Literature DB >> 562097

Criteria for early extubation after intracardiac surgery in adults.

O Prakash, B Jonson, S Meij, E Bos, P G Hugenholtz, J Nauta, W Hekman.   

Abstract

Of 142 adult patients undergoing open-heart surgery, 123 were extubated either in the operating room or within 3 hours after admission to the recovery room, to avoid the discomfort and risks of prolonged mechanical ventilation. The remaining 19 patients, who had impaired cardiac function, were mechanically ventilated for 1 to 7 days postoperatively. The most important criteria for cardiopulmonary malfunction indicating the need for continued mechnical ventilation were a low mixed venous O2 saturation (SVO2) of less than 60% and a high left atrial pressure (greater than 20 torr).
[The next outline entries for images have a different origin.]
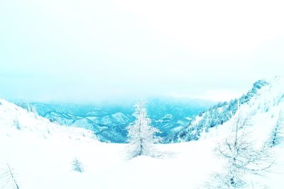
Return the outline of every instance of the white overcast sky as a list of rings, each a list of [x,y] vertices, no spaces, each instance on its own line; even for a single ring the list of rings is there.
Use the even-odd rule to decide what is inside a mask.
[[[284,71],[283,1],[1,0],[0,96],[237,97]]]

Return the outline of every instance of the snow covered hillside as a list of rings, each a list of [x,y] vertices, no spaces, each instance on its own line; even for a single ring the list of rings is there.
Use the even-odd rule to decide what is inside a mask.
[[[284,79],[278,76],[271,81],[259,80],[253,84],[253,88],[239,99],[233,99],[230,102],[219,103],[208,110],[200,113],[193,118],[187,128],[177,132],[169,139],[169,142],[180,142],[199,139],[201,134],[224,125],[231,118],[237,110],[238,103],[248,105],[253,111],[248,116],[259,113],[267,112],[273,114],[276,119],[277,111],[281,108],[284,101]],[[271,112],[275,111],[275,112]],[[213,130],[213,129],[212,129]]]
[[[146,99],[152,125],[159,128],[164,139],[188,125],[192,118],[207,110],[215,102],[172,97]],[[92,130],[101,142],[126,143],[126,127],[134,120],[136,101],[116,103],[70,104],[16,102],[17,105],[60,125]],[[164,140],[167,141],[166,139]]]
[[[0,100],[0,188],[16,188],[11,178],[2,176],[6,163],[21,189],[205,188],[216,181],[212,174],[226,171],[226,161],[216,149],[231,138],[236,121],[242,118],[245,127],[240,132],[246,132],[256,148],[269,143],[273,159],[271,168],[262,175],[244,173],[248,184],[243,188],[282,189],[284,79],[267,83],[227,121],[202,129],[198,140],[155,144],[171,154],[163,159],[129,160],[126,144],[98,142],[88,130],[58,125]]]

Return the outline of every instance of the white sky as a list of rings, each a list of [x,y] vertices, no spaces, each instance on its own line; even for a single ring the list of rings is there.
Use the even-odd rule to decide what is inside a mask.
[[[284,69],[282,1],[2,0],[0,95],[228,100]]]

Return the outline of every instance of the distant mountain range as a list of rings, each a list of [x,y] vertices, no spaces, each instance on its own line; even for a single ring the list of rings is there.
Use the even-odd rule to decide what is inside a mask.
[[[239,105],[249,105],[251,101],[261,98],[268,101],[267,107],[258,108],[268,111],[269,108],[277,106],[284,101],[284,77],[278,76],[271,80],[258,80],[253,84],[252,88],[239,99],[233,99],[229,103],[219,103],[209,110],[202,112],[190,121],[187,127],[177,132],[175,135],[167,138],[166,143],[175,143],[197,140],[201,134],[207,132],[210,128],[222,125],[234,116]],[[275,101],[275,102],[273,102]]]
[[[197,115],[216,103],[170,97],[148,98],[146,101],[152,125],[162,132],[160,135],[164,142],[170,141]],[[127,134],[125,128],[135,119],[132,115],[134,101],[97,105],[36,102],[16,102],[16,104],[30,111],[36,111],[51,122],[92,130],[100,141],[106,142],[125,143]]]

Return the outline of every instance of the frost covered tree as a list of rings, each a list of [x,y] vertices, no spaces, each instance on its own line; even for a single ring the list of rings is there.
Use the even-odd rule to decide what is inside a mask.
[[[82,173],[84,172],[83,164],[78,159],[75,158],[72,162],[72,166],[75,171]]]
[[[19,189],[19,185],[16,180],[15,173],[9,163],[6,163],[5,168],[0,172],[1,188]]]
[[[213,181],[207,183],[210,188],[242,188],[247,184],[245,175],[261,175],[269,171],[273,163],[266,142],[258,147],[249,141],[246,130],[249,119],[239,108],[233,119],[233,134],[219,143],[216,149],[217,155],[225,161],[224,171],[213,175]]]
[[[129,158],[141,155],[156,156],[158,154],[153,144],[162,139],[155,135],[160,131],[151,125],[151,119],[148,117],[144,104],[137,103],[135,106],[133,115],[136,119],[126,127]]]
[[[271,147],[284,142],[284,113],[281,111],[271,133],[269,144]]]

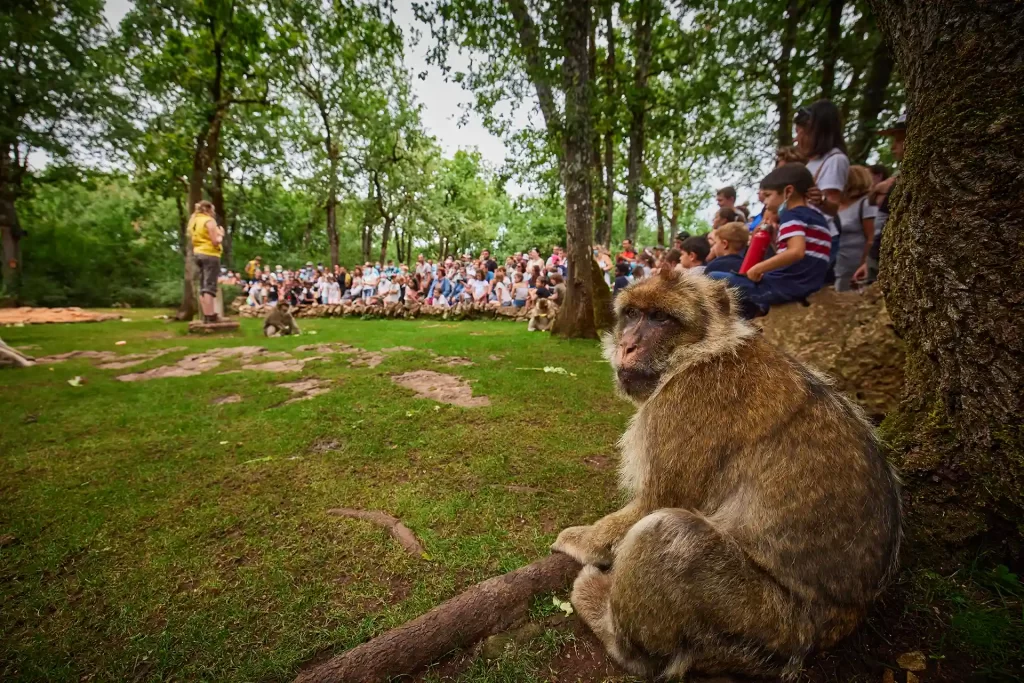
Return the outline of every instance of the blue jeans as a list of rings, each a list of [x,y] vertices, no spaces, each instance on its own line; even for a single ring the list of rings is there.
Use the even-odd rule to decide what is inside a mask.
[[[755,283],[746,275],[735,272],[709,272],[706,276],[724,280],[729,287],[739,292],[739,314],[748,319],[767,314],[772,304],[800,301],[820,289],[787,287],[785,280],[778,278]]]

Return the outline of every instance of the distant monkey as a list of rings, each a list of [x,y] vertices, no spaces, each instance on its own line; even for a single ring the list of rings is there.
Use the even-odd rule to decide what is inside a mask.
[[[895,568],[899,479],[870,425],[735,310],[720,283],[668,268],[615,299],[631,500],[552,548],[585,565],[572,605],[637,676],[793,680]]]
[[[527,332],[547,332],[555,321],[554,306],[547,299],[538,299],[534,309],[529,311]]]
[[[282,337],[300,334],[299,326],[292,317],[287,301],[281,301],[263,319],[264,337]]]

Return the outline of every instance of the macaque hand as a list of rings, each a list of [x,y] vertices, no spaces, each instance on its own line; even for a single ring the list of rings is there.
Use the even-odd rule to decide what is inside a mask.
[[[569,526],[558,535],[555,542],[551,544],[551,550],[556,553],[565,553],[580,564],[609,566],[612,559],[611,548],[600,546],[595,541],[593,524]]]

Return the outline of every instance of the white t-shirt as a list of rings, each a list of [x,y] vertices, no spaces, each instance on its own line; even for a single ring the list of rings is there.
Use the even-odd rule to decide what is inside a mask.
[[[839,147],[833,147],[828,153],[819,158],[807,162],[807,170],[815,178],[814,184],[822,193],[826,189],[846,189],[846,178],[850,174],[850,159]],[[818,213],[823,212],[818,207],[811,207]],[[830,216],[825,216],[828,222],[828,231],[833,237],[839,234],[839,226]]]
[[[841,232],[843,234],[843,240],[847,240],[847,236],[852,238],[852,242],[863,242],[864,226],[861,223],[866,218],[876,218],[879,214],[879,208],[871,206],[867,202],[867,197],[861,197],[859,200],[851,204],[845,209],[840,209],[838,218],[842,225]],[[859,236],[859,240],[856,238]]]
Of the 123 patients, 118, had an uneventful postoperative recovery and 5 needed reintubation, 2 because of low SVO2 and 3 because of complications unrelated to respiratory management. Most adult patients can spontaneously breathe adequately immediately after or within 3 hours of completed open-heart surgery, but a thorough physiologic and clinical evaluation should precede extubation, to identify those who need prolonged mechanical ventilation in the postoperative phase. Criteria for selection of patients for early extubation are presented.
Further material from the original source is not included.